Sunday, September 27, 2020

The battle for the sexes

Sermon for the sixteenth Sunday after Trinity

The Catholic Church does not ordain women to the priesthood.

How misogynistic!

Clearly, the Catholic Church is wrong to stop women from taking roles of leadership within the Church. A woman is just as good as a man, isn't she? Whatever a man can do, a woman can do, right?

But then...

"A woman's place is in the home." "A real man doesn't show his feelings." "Don't be such a girl!"

[PAUSE]

Do you notice that in all of these statements, love is not mentioned once.

The Church has a bit of a chequered history when it comes to understanding the difference between men and women and how that difference is to be expressed.

There have been times that even members of the Church who should know better have seen women as inferior. They have seen wives as the possessions of their husbands. 

This is a pagan idea. It is most notably the idea of Aristotle who sees a woman as an incomplete man. His ideas have been hard to shake off. Look how recently it has been that women have been allowed to vote as if they don't have the brains to operate politically.

Does the Church really treat women as being inferior?

[PAUSE]

Certainly the Church believes that there is a difference between men and women. The priesthood always has been male from the beginning of the sacrificial system. That is how God arranges it. The differences between men and women go beyond the obvious arrangements of the body. They are written in every cell of the body. They are written in the hormones and other chemicals that make the body work. Medicines that work on men do not work as effectively on women and vice versa. These are scientific facts. Science says that men and women are different. Science also says that men and women are both human.

[PAUSE]

And then St Paul says, "Wives, submit yourselves unto your own husbands, as unto the Lord."

Submit? How misogynistic! Women again being dominated by men!

Well here's the problem. Secular society reads St Paul's words as a question of power, of one sex having control and authority over the other, of one sex being a slave of the other.

And indeed that's how women have been treated, even by members of the Church.

But if that's how people understand St Paul, then they are not listening to him. What does he say?

"Wives, submit yourselves unto your own husbands, as unto the Lord. For the husband is the head of the wife, even as Christ is the head of the church: and he is the saviour of the body. Therefore as the church is subject unto Christ, so let the wives be to their own husbands in every thing.

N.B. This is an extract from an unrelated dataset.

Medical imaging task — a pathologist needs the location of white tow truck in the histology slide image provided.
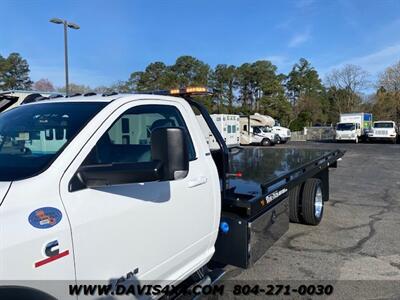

Husbands, love your wives, even as Christ also loved the church, and gave himself for it; That he might sanctify and cleanse it with the washing of water by the word, That he might present it to himself a glorious church, not having spot, or wrinkle, or any such thing; but that it should be holy and without blemish. So ought men to love their wives as their own bodies. He that loveth his wife loveth himself. For no man ever yet hated his own flesh; but nourisheth and cherisheth it, even as the Lord the church: For we are members of his body, of his flesh, and of his bones."

The relationship is clear. It's nothing to do with power and domination. It's nothing to do with servanthood or slavery. It's to do with love, trust, responsibility and support.

If the man is the head of a woman as part of one flesh then what's the use of a head without a body? That question has been answered horribly by the guillotine.

The head cannot digest food. It cannot walk. It cannot pick things up or play the piano.

The body cannot see, hear, smell or taste. It cannot think or guide.

Heads and bodies are necessarily complementary: they cannot exist without each other. The head must use its faculties to care for the body so that the body can support the head. To talk of the head dominating the body is nonsense.

Holy Scripture is clear from the beginning when Eve is taken from Adam. Men and women have different capacities on which the other relies. If only men can be priests then women have to support that in order to receive the nourishing grace of God. But then, priests have to give that nourishing grace not as an example of power-play but for their own salvation.

[PAUSE]

Ideas of superiority and inferiority are pagan in origin. They arise as issues of power not of love. Only men can be priests and lead the liturgy and St Paul bids women to submit to that for the love of the Church. That is the way God has ordered things. On the other hand if a priest sees his position as one of power and domination over his flock then he is inperilling his soul gravely. If a priest cannot be a servant to his flock then his view of the priesthood is contemptible - even in the eyes of God who said that he who exalts himself shall be abased.

Misogyny is the hatred of women. There can be no greater hatred of women than for a Society to destroy what it means to be a woman by treating her as a man in issues where that difference is important. There can be no greater hatred of women than to force arbitrary expectations upon them in order to demonstrate that they are women.

 The Church sees the difference between men and women as important: there are things that men can be that women can't and vice versa. The key ingredient is not social conformity but nothing less than Love and obedience to God.

[PAUSE]

We are all to submit to Christ as our head for we are the Church. Our relationship with Him should be the pattern for our relationships with each other for that is how we know love.

There is no battle of the sexes in the Church. If there is then it is purely pagan!